Version: wmf-deployment
Severity: normal

Details

Reference
bz66449

Event Timeline

bzimport raised the priority of this task from to Medium.Nov 22 2014, 3:16 AM
bzimport set Reference to bz66449.
bzimport added a subscriber: Unknown Object (MLST).

Chris: Is this still occuring for headless Fx after the throttling Antoine imposed?

from Chris on IRC:
"we tried headless firefox and brought the Jenkins host to its knees. we are 100% SauceLabs at this point"

My question is moot then.

For an unrelated change, I have eventually found some time to look at Xvfb and had a look at the headless ruby gem. In short: we have a race condition in mediawiki_selenium gems which cause the Xvfb on port 99 to be killed by another running in parallel.

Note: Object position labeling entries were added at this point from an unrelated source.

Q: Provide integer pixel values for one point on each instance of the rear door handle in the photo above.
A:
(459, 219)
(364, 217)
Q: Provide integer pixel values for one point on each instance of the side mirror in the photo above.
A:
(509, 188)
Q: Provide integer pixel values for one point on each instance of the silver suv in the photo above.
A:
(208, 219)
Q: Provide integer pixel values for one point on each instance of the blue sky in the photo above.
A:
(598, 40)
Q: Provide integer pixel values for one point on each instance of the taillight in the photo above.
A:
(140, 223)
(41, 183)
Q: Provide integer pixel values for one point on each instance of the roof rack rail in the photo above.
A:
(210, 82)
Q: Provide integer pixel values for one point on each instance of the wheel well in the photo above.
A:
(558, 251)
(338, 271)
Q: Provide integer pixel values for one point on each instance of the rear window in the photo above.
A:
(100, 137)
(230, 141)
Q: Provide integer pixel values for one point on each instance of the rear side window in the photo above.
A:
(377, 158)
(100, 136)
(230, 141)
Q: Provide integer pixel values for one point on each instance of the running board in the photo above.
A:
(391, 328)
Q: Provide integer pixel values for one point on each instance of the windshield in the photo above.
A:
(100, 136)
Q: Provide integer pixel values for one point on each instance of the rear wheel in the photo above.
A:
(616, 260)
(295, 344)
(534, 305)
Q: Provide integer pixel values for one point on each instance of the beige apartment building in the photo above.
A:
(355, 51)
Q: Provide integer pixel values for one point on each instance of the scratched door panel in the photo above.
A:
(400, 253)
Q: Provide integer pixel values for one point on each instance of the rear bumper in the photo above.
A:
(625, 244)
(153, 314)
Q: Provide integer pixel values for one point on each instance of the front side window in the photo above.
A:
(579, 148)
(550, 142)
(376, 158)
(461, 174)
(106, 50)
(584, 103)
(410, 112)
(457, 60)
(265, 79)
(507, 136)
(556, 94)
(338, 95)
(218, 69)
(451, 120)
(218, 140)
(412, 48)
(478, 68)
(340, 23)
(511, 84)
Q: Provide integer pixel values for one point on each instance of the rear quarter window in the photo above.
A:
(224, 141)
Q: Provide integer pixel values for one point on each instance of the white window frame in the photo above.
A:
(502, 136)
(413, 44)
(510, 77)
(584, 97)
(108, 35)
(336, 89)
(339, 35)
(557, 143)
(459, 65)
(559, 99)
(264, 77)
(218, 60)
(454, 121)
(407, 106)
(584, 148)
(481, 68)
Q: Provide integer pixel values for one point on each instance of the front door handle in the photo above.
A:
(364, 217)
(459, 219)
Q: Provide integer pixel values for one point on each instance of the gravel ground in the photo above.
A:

The fix is to allocate a different display port or stop killing the xvfb :-D That is filled as Bug 71602 - mediawiki_selenium always use the same default xvfb display 99

Krinkle lowered the priority of this task from Medium to Low.Mar 2 2015, 2:54 PM
Krinkle removed a subscriber: Unknown Object (MLST).
hashar closed this task as Resolved.EditedMar 27 2015, 1:25 PM
hashar claimed this task.

The firefox being kicked out was due to mediawiki_selenium killing the shared XVFB session upon job completion. The gem now has support to keep the XVFB server around though we haven't adjusted our script yet (T73602).

We have solved the issue by migrating all the browser tests jobs on SauceLabs so XVFB is no more a concern.